Trolling, I assume? Just in case not: your own oh-shit moments (forgot that WHERE clause?), coding errors and oversights, bad luck, adversary SQL injection because the contractor who wrote some obscure admin page two years ago didn't know what he was doing, customer screw-ups (your web app customer fat-fingers their own critical data out of existence and begs you to roll them back to yesterday), etc.

If you have a real business you need a multi-generational backup scheme of some kind.

joevandyk · on May 15, 2013

What happens if you accidentally run "delete from orders"? Or drop the database? Or need to access data that was updated in place last week?

sreitshamer · on May 15, 2013

"Backup" means, more specifically, multiple backups at various points in time.

bradleyland · on May 15, 2013

RAID and replication are good for protecting against hardware failure, but hardware failure actually accounts for only a handful of the reasons you want a backup. RAID, replication, and backups are all solutions to problems. Once you look at the problems instead of the solutions, your answer becomes clear.

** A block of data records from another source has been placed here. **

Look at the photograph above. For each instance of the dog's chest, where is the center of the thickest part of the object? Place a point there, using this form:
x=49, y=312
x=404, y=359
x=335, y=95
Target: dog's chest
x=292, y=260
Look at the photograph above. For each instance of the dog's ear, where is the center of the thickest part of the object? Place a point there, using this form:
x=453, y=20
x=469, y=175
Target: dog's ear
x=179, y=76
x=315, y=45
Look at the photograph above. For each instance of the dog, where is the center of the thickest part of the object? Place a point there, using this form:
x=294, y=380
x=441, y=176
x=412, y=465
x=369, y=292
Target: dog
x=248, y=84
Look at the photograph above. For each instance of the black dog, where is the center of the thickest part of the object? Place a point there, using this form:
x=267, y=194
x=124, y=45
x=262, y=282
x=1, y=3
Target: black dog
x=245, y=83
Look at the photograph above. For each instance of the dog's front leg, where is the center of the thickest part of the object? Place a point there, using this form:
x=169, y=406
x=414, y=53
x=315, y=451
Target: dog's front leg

Often, the need for a backup arises from the need to go "back in time". RAID and replication offer no solution for this. Ok, so depending upon your replication setup, it may offer some help, but the steps required to go back in time usually involve starting from a recent backup, and using files involved in the replication to "replay" recent changes to get you back to the moment in the past you wish to return to.

bifrost · on May 15, 2013

You're kidding right? RAID is only good for dealing with HW failures, there are many more kinds of SW failure that can screw you and leave you with nothing, while having a perfectly good raid. Replication isn't a backup because if you screw up your dataset, well that screwup just got replicated.

Zenst · on May 15, 2013

indeed, may don't realise that, and a mistake/error replicated is still a mistake/error.

Still least I hope they didn't have transaction logging onto the same discs, seen that in horror because somebody had large raid array and did not think they needed the expense of another.

samuelfine · on May 15, 2013

We do. :)

sickpig · on May 15, 2013

Did they try to post about their problem on postgresql mailing list (both pgsql bugs and general apply here)?

Postgres community is quite responsive and usually give very effective advice, as long as you use the proper channel to communicate.

pilif · on May 15, 2013

Also, #postgres on Freenode. No matter when or what you ask, one of the regulars will usually respond instantly with very high-quality advice. No single product, no matter whether it was free software or not has ever reached this kind of support quality for me.

bifrost · on May 15, 2013

I feel for you guys, but it sounds like a disk error. If you're not experts, you need to do one of the following A) rollback to a snapshot B) restore from backup. If you have neither of those, take a sql backup, and pray you can recreate the broken data.

taitems · on May 15, 2013

Might as well comment here as tweets to the account seem to do nothing. Every 25th click or so has always resulted in a Chrome "no content" error. It's a frequent problem, and it's been happening for years.

samuelfine · on May 15, 2013

You should probably email support@dribbble.com. Twitter isn't an "official" support channel, so your tweets are far less likely to get noticed.

In the interest of saving time: browser / version / OS? Any browser extensions installed?

ryantownsend · on May 15, 2013

I also have this problem intermittently - using Chrome v26, Mountain Lion.

taitems · on May 15, 2013

Agreed, but as a follower I see how active they are and how often they respond to users.

For clarity: Mac and Windows Chrome sans extensions, but these days I'm running a few like Adblock and Chime.

on May 15, 2013

[deleted]

samuelfine · on May 15, 2013

When a problem first rears it's head, we usually don't know what the actual cause is. Some problems take 5 minutes to resolve, and others keep me up until 1 in the morning. So, making any kind of specific statement in the middle of a crisis is often impossible, and always imprudent.

19_ploT · on May 15, 2013

It's back but I think one day of data is lost!